Ce qu’il avait découvert dans les « Papiers protégés » l’avait ramené tout droit à cette tragédie. Dix jours auparavant, il était tombé sur ce texte griffonné, en caractères russes archaïques, sur une simple feuille de papier. L’encre noire avait pâli au point d’être presque illisible, et le document dormait depuis des années dans un petit sac de cuir cramoisi hermétiquement cousu. L’étiquette attachée au sac portait la mention : ACHETÉ LE 10 JUILLET 1925NE PAS OUVRIR AVANT LE 1er JANVIER 1950. Impossible de déterminer si cette instruction avait été suivie.

De son attaché-case, il sortit sa traduction commençant par la date du 10 avril 1922 :

Le cas de Yurovsky est troublant. Je ne crois pas que les rapports recueillis à Ekaterinbourg soient exacts et l’information concernant Youssoupov le confirme. Dommage que le Garde blanc ait été aussi peu loquace. Trop de souffrance morale peut produire l’effet contraire. La remarque sur Kolya Maks est intéressante. J’ai déjà entendu ce nom. Et le village de Starodoub a été cité par d’autres Gardes blancs également amenés à tout dire. Quelque chose se prépare, j’en suis sûr, mais je doute de pouvoir vivre jusque-là et je suis inquiet, quant au sort futur de nos pauvres efforts. Staline est effroyable. Il y a en lui une rigidité qui exclut tout aspect émotionnel des décisions qu’il est forcé de prendre. Si la direction de notre pays lui échoit, j’ai bien peur que ce ne soit la fin du rêve.

Je me demande si un ou plusieurs des membres de la famille impériale ont pu fuir Ekaterinbourg. Le camarade Youssoupov en paraît convaincu. S’imagine-t-il en mesure d’offrir une alternative à la génération montante ? Peut-être la tsarine n’était-elle pas aussi écervelée que tous le croient ? Peut-être les divagations du starets ont-elles plus de sens que nous ne l’imaginions ? En pensant aux Romanov, durant les semaines écoulées, je me suis souvenu des vers d’un vieux poème russe : « Les preux chevaliers ne sont que poussière

Et la rouille mange leurs épées.

Seules leurs âmes rejoignent les saints

En qui nous plaçons notre confiance. »

Tout comme Artemy Bely, Lord pensait que l’auteur de ce message était Lénine. Cela n’avait rien d’invraisemblable. Les communistes avaient sauvegardé des millions de manuscrits de Lénine. Mais ce document n’avait pas été découvert à l’endroit où il eût été logique de le retrouver. Lord l’avait repêché au sein des papiers restitués par les nazis après la Seconde Guerre mondiale. Les armées d’Adolf Hitler n’avaient pas seulement volé, en Russie, des œuvres d’art, mais aussi des tonnes et des tonnes d’archives. Un véritable nettoyage par le vide, tant à Moscou qu’à Leningrad, Stalingrad et Kiev. C’était uniquement après la guerre, lorsque Staline avait dépêché sa Commission extraordinaire avec mission de récupérer cet héritage, que le butin des pillards avait pu reprendre le chemin de la mère patrie.

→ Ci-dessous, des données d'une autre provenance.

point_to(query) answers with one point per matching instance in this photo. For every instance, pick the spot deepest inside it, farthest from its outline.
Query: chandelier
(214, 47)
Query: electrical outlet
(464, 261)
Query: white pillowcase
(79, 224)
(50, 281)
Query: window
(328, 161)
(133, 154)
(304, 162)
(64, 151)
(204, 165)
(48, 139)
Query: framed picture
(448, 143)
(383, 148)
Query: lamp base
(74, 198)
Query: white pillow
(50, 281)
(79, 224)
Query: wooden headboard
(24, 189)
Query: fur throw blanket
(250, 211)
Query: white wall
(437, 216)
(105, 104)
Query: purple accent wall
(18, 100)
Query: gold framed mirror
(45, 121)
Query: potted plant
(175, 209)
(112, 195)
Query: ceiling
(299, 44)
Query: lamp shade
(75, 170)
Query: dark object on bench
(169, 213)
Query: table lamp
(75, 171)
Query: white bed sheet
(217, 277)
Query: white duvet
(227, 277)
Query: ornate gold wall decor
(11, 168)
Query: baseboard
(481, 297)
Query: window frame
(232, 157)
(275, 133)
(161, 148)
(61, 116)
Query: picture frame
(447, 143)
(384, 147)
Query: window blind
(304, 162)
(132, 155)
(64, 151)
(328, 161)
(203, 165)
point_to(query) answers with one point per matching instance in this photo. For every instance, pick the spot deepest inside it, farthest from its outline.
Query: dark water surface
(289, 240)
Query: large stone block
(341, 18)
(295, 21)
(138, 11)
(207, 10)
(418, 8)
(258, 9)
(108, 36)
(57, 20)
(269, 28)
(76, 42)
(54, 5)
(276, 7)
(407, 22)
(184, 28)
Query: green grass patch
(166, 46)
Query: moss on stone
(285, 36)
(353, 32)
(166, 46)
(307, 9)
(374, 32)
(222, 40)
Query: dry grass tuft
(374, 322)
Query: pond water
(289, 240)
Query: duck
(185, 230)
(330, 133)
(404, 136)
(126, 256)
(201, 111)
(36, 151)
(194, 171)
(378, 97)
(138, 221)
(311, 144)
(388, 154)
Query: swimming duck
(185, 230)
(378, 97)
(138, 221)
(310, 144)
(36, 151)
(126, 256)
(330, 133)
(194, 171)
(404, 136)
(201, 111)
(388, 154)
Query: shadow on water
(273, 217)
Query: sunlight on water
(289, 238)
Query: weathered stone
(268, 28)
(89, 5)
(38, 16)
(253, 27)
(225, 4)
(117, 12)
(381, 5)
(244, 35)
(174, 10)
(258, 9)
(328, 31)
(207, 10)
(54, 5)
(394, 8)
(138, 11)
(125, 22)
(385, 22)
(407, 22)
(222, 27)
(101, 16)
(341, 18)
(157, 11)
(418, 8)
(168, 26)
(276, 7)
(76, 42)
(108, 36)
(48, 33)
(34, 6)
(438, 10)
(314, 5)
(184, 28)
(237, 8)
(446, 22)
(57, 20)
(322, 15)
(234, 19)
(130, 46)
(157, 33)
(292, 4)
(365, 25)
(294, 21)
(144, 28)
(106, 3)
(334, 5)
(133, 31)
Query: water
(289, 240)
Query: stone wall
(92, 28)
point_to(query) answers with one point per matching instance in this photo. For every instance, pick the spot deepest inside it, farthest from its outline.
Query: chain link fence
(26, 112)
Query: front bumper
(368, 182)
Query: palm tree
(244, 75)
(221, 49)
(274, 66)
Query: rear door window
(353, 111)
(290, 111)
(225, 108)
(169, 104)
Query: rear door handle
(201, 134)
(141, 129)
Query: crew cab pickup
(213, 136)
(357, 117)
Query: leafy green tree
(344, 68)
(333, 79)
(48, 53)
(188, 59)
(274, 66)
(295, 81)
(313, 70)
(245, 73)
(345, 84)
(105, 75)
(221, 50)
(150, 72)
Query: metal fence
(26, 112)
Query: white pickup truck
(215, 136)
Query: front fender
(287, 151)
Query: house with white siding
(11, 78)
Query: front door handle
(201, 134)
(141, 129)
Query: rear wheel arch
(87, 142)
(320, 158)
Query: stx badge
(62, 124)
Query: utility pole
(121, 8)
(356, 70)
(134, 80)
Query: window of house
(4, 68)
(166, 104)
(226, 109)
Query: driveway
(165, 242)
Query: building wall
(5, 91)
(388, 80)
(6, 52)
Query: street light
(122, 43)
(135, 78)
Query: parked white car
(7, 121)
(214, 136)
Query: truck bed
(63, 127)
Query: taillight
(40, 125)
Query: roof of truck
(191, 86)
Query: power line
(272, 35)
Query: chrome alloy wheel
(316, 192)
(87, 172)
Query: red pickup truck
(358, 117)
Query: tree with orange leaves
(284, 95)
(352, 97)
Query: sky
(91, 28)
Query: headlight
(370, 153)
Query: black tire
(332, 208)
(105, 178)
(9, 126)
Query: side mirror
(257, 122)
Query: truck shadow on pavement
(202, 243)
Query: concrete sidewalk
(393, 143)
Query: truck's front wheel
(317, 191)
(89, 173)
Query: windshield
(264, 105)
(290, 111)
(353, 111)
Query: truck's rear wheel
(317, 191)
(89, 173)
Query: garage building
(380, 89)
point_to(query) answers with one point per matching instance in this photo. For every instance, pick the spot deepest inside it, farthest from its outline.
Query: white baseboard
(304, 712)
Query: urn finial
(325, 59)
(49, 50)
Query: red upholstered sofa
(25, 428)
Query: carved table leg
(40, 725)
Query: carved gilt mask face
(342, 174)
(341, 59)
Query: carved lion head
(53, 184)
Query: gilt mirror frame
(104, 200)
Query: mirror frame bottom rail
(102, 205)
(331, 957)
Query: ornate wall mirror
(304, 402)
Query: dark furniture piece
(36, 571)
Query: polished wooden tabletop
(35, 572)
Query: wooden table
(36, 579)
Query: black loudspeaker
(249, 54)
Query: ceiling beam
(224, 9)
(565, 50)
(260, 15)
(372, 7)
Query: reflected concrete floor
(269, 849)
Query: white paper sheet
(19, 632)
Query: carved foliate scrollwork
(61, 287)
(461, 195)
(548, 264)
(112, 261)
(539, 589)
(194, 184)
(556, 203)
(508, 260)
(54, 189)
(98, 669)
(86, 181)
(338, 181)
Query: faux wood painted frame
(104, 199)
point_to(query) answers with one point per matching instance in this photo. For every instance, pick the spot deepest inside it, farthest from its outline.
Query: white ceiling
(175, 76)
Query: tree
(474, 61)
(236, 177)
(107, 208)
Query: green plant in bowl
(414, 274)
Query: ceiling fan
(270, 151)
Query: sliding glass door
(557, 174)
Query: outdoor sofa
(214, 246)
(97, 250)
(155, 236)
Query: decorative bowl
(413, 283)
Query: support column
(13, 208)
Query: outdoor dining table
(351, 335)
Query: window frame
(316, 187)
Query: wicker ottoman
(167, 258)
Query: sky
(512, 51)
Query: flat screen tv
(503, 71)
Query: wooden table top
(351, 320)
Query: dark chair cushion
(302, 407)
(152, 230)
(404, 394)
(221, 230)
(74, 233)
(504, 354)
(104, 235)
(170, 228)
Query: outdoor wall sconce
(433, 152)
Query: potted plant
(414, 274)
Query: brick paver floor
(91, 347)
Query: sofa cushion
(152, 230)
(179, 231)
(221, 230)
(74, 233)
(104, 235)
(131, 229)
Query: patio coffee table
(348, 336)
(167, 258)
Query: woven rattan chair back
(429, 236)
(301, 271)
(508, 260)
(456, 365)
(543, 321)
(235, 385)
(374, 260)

Le petit sac de cuir cramoisi recelait, d’ailleurs, un autre document, sur un parchemin aux bords décorés de fleurs et de feuilles. Le texte était anglais, l’écriture indubitablement féminine :

 

28 octobre 1916

 

Chère âme de mon âme, mon petit ange adoré, je t’aime si fort, toujours près de toi jour et nuit. Je ressens tout ce que tu endures dans ton pauvre cœur. Que Dieu te donne force et sagesse. Il ne te reniera pas. Il te viendra en aide. Il te récompensera de tes folles souffrances. Et mettra fin à cette séparation avant qu’elle ne devienne totalement insupportable.

Notre ami vient de partir. Il a sauvé Bébé, une fois encore. Ô doux Jésus ! remerciez pour nous le Seigneur de nous l’avoir envoyé. Ma douleur est immense, mon cœur saigne de le voir souffrir, mais Bébé dort paisiblement, à présent, et je suis sûre qu’il ira mieux, demain.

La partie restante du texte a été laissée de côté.